Due sole le uscite di pre-season, con Medicina e Castello: due sconfitte preventivabili, nelle quali pero la Rivit è piaciuta. Un suo bilancio?

“Insieme ai ragazzi abbiamo deciso di ridurre al minimo le amichevoli , dopo aver fatto il test sierologico cercavamo squadre che fossero anche loro ‘testate’, per evitare al massimo i contagi in questo momento di preparazione. Rispetto alle altre stagioni abbiamo fatto due sole amichevoli invece delle solite cinque. Il bilancio delle partite contro Medicina e Castel San Pietro, due formazioni ambiziose di C gold quindi più attrezzate di noi, è stato positivo per l’impegno mostrato dai ragazzi e un po meno sull’aspetto del gioco, in quanto affrontavamo squadre molto più avanti nella preparazione di noi”.

Come sta Simoni?

“L’aspetto più negativo di queste due uscite è senza dubbio l’infortunio di Luca Simoni, che ha un problema al menisco ma dovrà fare un altro accertamento in quanto la prima risonanza è stata condizionata da un versamento importante. Non è in buone condizioni ma si spera che il danno sia minore possibile . Oltre a lui, c’è stata una normale distorsione alla caviglia di Thomas Bush che non ha giocato contro Castello”.

Dove può migliorare la sua Rivit?

“Essendo a inizio stagione e avendo cambiato molti giocatori ci aspettiamo miglioramenti, ma abbiamo la pazienza di aspettarli. Sono tante le aree coinvolte, sicuramente mi aspetto di più in difesa, ma finora non ho chiesto una intensità estrema, anche perché l’approccio è stato volutamente soft, per via della lunga inattività. Abbiamo subito due volte più di 80 punti e sappiamo di poter fare meglio. In attacco dobbiamo assimilare i giochi e serve conoscenza e cura dei dettagli. A partire dalla partita con Forlimpopoli l’intensità dovrà essere massima”.

Che idea si è fatto del calendario?

“A memoria ricordo, forse, le prime due giornate, ma mi fermo alla prima dove incontriamo Forlimpopoli, che se non è la peggiore è una delle peggiori da affrontare all’esordio.

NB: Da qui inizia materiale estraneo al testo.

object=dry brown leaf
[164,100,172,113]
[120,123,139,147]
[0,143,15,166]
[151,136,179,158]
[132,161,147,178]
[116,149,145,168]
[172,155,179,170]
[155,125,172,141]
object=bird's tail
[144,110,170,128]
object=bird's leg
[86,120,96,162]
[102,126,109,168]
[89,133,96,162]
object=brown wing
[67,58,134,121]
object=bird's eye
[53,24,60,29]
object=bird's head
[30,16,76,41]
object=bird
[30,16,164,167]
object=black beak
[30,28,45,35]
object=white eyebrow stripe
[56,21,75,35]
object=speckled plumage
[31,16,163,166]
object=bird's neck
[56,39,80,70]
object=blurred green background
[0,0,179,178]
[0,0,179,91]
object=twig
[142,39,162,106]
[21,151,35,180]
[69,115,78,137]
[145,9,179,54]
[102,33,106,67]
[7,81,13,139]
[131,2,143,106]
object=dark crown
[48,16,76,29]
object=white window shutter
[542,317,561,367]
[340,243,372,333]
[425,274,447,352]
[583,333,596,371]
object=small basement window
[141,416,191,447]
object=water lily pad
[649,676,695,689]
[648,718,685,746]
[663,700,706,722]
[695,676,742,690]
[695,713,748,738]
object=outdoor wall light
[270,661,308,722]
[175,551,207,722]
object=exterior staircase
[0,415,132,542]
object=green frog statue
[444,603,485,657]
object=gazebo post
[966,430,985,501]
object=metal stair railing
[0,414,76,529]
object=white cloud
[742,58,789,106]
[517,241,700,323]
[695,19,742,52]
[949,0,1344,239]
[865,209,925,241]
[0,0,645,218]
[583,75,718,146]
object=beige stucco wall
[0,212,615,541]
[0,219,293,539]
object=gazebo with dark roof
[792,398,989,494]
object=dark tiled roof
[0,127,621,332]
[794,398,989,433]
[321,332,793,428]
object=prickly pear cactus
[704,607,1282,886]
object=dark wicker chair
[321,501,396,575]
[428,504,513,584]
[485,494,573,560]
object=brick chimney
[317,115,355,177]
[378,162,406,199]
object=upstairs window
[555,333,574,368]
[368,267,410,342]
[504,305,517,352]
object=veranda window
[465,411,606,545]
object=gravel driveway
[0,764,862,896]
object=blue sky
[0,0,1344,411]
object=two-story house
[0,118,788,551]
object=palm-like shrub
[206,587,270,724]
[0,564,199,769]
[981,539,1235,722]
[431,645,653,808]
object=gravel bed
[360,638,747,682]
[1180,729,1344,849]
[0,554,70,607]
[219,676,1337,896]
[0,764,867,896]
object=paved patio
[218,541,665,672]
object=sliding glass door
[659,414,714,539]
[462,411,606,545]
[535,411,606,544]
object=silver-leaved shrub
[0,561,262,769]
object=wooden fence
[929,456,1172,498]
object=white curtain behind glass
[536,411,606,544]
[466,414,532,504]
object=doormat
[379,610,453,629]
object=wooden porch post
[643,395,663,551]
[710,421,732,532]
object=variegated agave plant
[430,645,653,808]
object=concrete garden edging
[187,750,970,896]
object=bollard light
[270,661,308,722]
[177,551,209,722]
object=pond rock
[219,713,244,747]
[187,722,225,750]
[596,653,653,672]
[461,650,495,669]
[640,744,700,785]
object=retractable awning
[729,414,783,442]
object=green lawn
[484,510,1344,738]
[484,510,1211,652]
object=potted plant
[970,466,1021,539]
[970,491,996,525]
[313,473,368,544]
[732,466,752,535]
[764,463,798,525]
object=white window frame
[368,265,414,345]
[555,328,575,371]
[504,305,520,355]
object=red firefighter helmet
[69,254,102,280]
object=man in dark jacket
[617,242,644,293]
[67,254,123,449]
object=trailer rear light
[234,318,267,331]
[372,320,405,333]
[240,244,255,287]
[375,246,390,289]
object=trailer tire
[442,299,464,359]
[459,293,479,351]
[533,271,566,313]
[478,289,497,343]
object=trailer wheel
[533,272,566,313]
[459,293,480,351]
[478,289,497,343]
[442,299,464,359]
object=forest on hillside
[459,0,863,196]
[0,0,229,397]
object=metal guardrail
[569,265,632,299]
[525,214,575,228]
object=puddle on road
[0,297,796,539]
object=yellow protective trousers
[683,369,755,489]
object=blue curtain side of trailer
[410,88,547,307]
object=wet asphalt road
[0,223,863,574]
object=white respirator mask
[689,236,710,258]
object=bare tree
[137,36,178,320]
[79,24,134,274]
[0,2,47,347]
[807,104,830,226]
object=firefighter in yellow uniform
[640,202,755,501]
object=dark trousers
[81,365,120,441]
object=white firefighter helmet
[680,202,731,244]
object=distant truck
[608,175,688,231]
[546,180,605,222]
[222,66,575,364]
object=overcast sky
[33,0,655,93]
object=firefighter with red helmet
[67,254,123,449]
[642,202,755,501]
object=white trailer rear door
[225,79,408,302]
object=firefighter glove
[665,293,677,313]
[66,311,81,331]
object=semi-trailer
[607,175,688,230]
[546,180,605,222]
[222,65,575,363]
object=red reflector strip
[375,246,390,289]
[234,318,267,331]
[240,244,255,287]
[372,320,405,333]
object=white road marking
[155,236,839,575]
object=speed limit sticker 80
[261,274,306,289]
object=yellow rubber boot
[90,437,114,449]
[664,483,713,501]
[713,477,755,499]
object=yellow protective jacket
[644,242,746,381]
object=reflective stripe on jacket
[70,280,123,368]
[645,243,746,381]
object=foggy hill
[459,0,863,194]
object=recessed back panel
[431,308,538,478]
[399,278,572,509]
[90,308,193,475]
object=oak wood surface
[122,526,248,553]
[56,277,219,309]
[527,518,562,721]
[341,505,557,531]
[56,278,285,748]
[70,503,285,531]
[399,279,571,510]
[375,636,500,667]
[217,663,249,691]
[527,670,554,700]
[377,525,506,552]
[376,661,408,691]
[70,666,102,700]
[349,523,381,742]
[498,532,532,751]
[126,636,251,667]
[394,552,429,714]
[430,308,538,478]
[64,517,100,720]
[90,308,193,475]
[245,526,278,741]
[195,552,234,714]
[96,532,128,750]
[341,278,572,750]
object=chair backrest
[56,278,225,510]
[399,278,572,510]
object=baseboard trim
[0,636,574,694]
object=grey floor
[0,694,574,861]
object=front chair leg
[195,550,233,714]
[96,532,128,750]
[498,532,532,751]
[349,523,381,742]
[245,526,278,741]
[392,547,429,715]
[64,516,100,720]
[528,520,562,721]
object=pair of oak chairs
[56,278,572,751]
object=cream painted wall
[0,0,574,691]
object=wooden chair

A differenza nostra, hanno un gruppo rodato, che da anni lavora con lo stesso allenatore (Alessio Agnoletti, ndr), e gli unici due innesti sono Nucci e Foiera che comunque sono molto esperti e si inseriranno facilmente. Per quanto riguarda le giornate successive, non lo dico per scaramanzia, non ci penso perche sono concentrato solo sulla prima”.

L’emergenza Covid sta condizionando questa stagione, cosi come la precedente, come la state vivendo?

“Con grande responsabilità, seguendo alla lettera tutti i protocolli e facendo anche qualcosa di più. Dieci giorni fa, di nostra iniziativa e a nostre spese, abbiamo deciso di fare un esame sierologico (non obbligatorio in C silver) a tutti i ragazzi e a tutto lo staff. Siamo persone serie che ci tengono a fare tutto il possibile in questo momento molto delicato”.